According to a story from HSC News, Dr. Peter Kuhn from the University of South Carolina (USC) is developing a navigational tool that aims to personalize treatment based on a patient’s genetic profile and help guide caregivers towards the approaches that will work the most effectively for each individual patient. The new mechanism would be useful for both common and rare types of cancer.
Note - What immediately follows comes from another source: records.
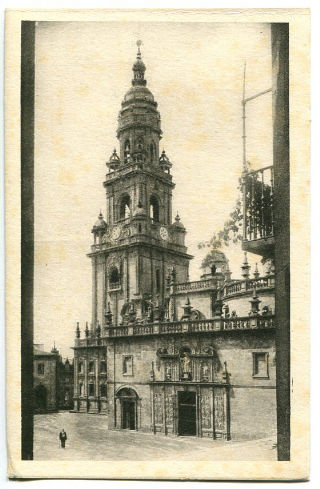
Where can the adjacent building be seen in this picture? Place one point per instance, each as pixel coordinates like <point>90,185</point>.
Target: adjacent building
<point>52,381</point>
<point>163,353</point>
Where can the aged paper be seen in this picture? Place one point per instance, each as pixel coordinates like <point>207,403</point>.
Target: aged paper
<point>155,369</point>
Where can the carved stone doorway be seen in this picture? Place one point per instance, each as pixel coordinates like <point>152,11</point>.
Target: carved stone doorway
<point>187,414</point>
<point>128,402</point>
<point>128,415</point>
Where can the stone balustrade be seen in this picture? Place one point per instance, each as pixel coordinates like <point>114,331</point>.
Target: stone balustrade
<point>243,286</point>
<point>210,283</point>
<point>197,326</point>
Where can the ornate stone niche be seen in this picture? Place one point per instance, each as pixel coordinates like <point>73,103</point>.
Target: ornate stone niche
<point>186,365</point>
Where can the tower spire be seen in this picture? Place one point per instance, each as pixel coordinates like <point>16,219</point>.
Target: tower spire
<point>139,69</point>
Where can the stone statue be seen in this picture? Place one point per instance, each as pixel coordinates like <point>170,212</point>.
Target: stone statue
<point>186,365</point>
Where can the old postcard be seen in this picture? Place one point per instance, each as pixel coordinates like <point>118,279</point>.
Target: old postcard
<point>157,179</point>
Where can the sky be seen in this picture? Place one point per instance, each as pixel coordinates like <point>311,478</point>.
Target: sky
<point>83,70</point>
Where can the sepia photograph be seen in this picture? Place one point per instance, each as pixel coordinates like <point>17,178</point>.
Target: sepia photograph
<point>155,241</point>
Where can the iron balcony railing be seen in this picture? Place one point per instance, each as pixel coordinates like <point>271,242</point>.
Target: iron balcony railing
<point>258,204</point>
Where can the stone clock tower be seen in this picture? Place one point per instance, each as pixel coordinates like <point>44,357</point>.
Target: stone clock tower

Collaboration with the FDA

As a sign of the tool’s promise, the U.S. Food and Drug Administration has decided to work with Dr. Kuhn. Current work involves the development of models that would be able to predict how breast cancer would respond to different types of therapy. He has also received a grant for multiple myeloma research. The research is also rather personal for Dr. Kuhn, as his mother also faced a breast cancer diagnosis in the past.

Better Outcomes

Ultimately, Dr. Kuhn says that the primary goal is better treatment outcomes for patients. The decision to give a cancer patient a certain treatment is mostly based on how the general patient population has responded. This imprecise approach could be greatly improved. A program that could perform a calculation based on individual patient data could allow for a patient to begin the most effective, safe, and powerful treatment from the start. This tool would mean that doctors and patients would no longer have to waste time trying different treatments, and patients that may not respond as well to the typical run-of-the-mill approach could begin a more effective treatment plan earlier.

The breast cancer project will have access to data from FDA records, which will be used for analysis to develop algorithms that could generate the models necessary to make the new tool a possibility. The FDA will also help Dr. Kuhn refine the mapping tool to make sure that it is successful.

Multiple Myeloma Mysteries

Dr. Kuhn is also working to develop a way to more accurately predict who is at risk for developing multiple myeloma. This research will start with analyzing monoclonal gammopathy of undetermined significance (MGUS), a condition that can be a precursor to multiple myeloma. However, everyone with MGUS does not get cancer. Dr. Kuhn hopes to find out why.